Conceived the first design of a manned rocket airplane.

Nikolai Ivanovich Kibalchich was a Russian revolutionary who developed the world’s first design of a manned rocket-propelled craft. The design incorporated a gimbaled rocket engine, flight control, programmed burning of propellant and other unique features.

Kibalchich, the son of an Orthodox parish priest, was born in Chernigov, in the Ukraine region of Russia in either 1850 or 1854. He entered the St. Petersburg University of Railway Engineers in 1871, and while there, experimented in rocket propulsion. He then transferred to the Medical Surgery Academy in 1873, but in 1875, was arrested for distributing a banned book. After awaiting charges in prison for three years he was sentenced to a two-month term. Leaving jail in 1878 as a confirmed revolutionary, Kibalchich resumed his subversive activities by joining the Narodniks, (“People’s Will”), a radical anti-government group. He became their “chief technician” making explosives for terrorist attacks. Ironically, the group’s principle victim was reform-minded Tsar Alexander II, assassinated on March 1, 1881. Kibalchich and four others were arrested on March 17, convicted of producing the bombs used by the actual assassins, and summarily sentenced to hang.

While in his prison cell, Khibalchich sketched a design for a rocket, propelled by a solid-fuel engine attached to a platform, that could be steered by adjusting the direction of thrust of the engine and the platform’s angle. The crew of the ship would ride atop the platform, which would be on top of a vertically mounted thrust chamber. Gunpowder would be fed continuously into the chamber and ignited. The resulting explosive thrust would be used to raise the platform and keep it airborne. Although his papers did not surface until 1918, Kibalchich had proposed a primitive form of the gimbaled engine, a mainstay of modern rocketry.

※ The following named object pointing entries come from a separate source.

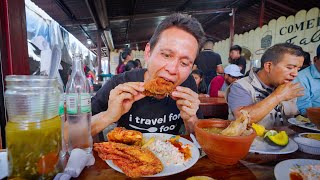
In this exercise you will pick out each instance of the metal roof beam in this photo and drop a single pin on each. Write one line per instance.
(155, 15)
(291, 10)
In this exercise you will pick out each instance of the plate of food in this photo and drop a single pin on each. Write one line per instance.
(272, 142)
(260, 146)
(153, 155)
(297, 169)
(303, 122)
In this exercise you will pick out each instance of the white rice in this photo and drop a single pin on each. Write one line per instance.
(166, 152)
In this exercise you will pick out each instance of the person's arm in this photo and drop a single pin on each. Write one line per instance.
(120, 100)
(260, 109)
(188, 103)
(221, 94)
(304, 101)
(216, 84)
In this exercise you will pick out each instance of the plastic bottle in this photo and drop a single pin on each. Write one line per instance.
(62, 114)
(78, 103)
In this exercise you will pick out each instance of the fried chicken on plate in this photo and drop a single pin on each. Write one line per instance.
(122, 135)
(134, 161)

On March 31, 1881, in a formal appeal for clemency to the Minister of Internal Affairs Kibalchich wrote, “I am writing this project in prison, a few days before my death. I believe in the practicability of my idea and this faith supports me in my terrible situation.… If my idea … is recognized as emplementable, I will be happy with the fact that I have made a huge favor to my native land and to humanity.”

Kibalchich continued, “What kind of force is applicable to aeronautics? Such force, I believe, is slowly burning explosives…. My thoughts about a possible flying device led me to focus on the problem of what kind of force will drive the machine.” He drew a diagram of what was essentially a jet engine, a hollow metal cylinder with a hole at the bottom. “If the cylinder faces upward with its closed end, then with a certain pressure of the exhaust . . . the cylinder should take off…. I think that in practice, such a task is achievable . . . and can be accomplished with modern technology.” With this statement, Nikolai Kibalchich had made the earliest known proposal of manned rocket aircraft.

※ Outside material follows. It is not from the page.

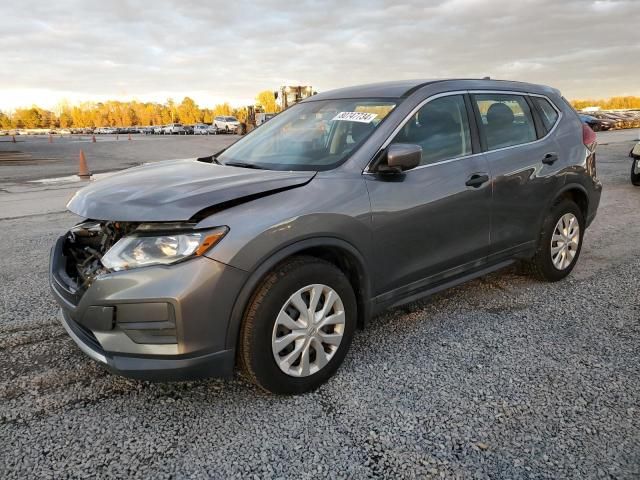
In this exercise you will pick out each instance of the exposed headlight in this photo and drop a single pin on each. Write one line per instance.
(141, 250)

In his note to his captors Kibalchich asked for the speedy “issuance of a command on permitting an interview with a member of the committee in regard to this project . . . or obtaining a written answer from a commission of experts” to forestall his imminent execution. Due to inefficiency typical of the Tsarist regime it was not until March 26, 1882 that the head of the gendarmes decided to satisfy this appeal. Unfortunately, Kibalchich’s and his four co-conspirators had been executed in a mass hanging on April 3, 1881.

Kibalchich’s proposal was purposely buried in government archives for political reasons until August 1917 when it was discovered by Bolshevik researchers. In 1918, Kibalchich’s ideas appeared in a Bolshevik magazine, and the Soviets broadcast his revolutionary vision, primarily for propaganda purposes.

Although ignition of Kibalchich’s proposed gunpowder-filled engine would have probably killed all aboard his craft, Konstantin Tsiolkovsky, the leading early Soviet rocket scientist, considered Kibalchich his greatest predecessor, and his innovative proposals were the fitful beginnings of manned exploration of outer space. A crater on the Moon is named after Nikolai Ivanovich Kibalchich.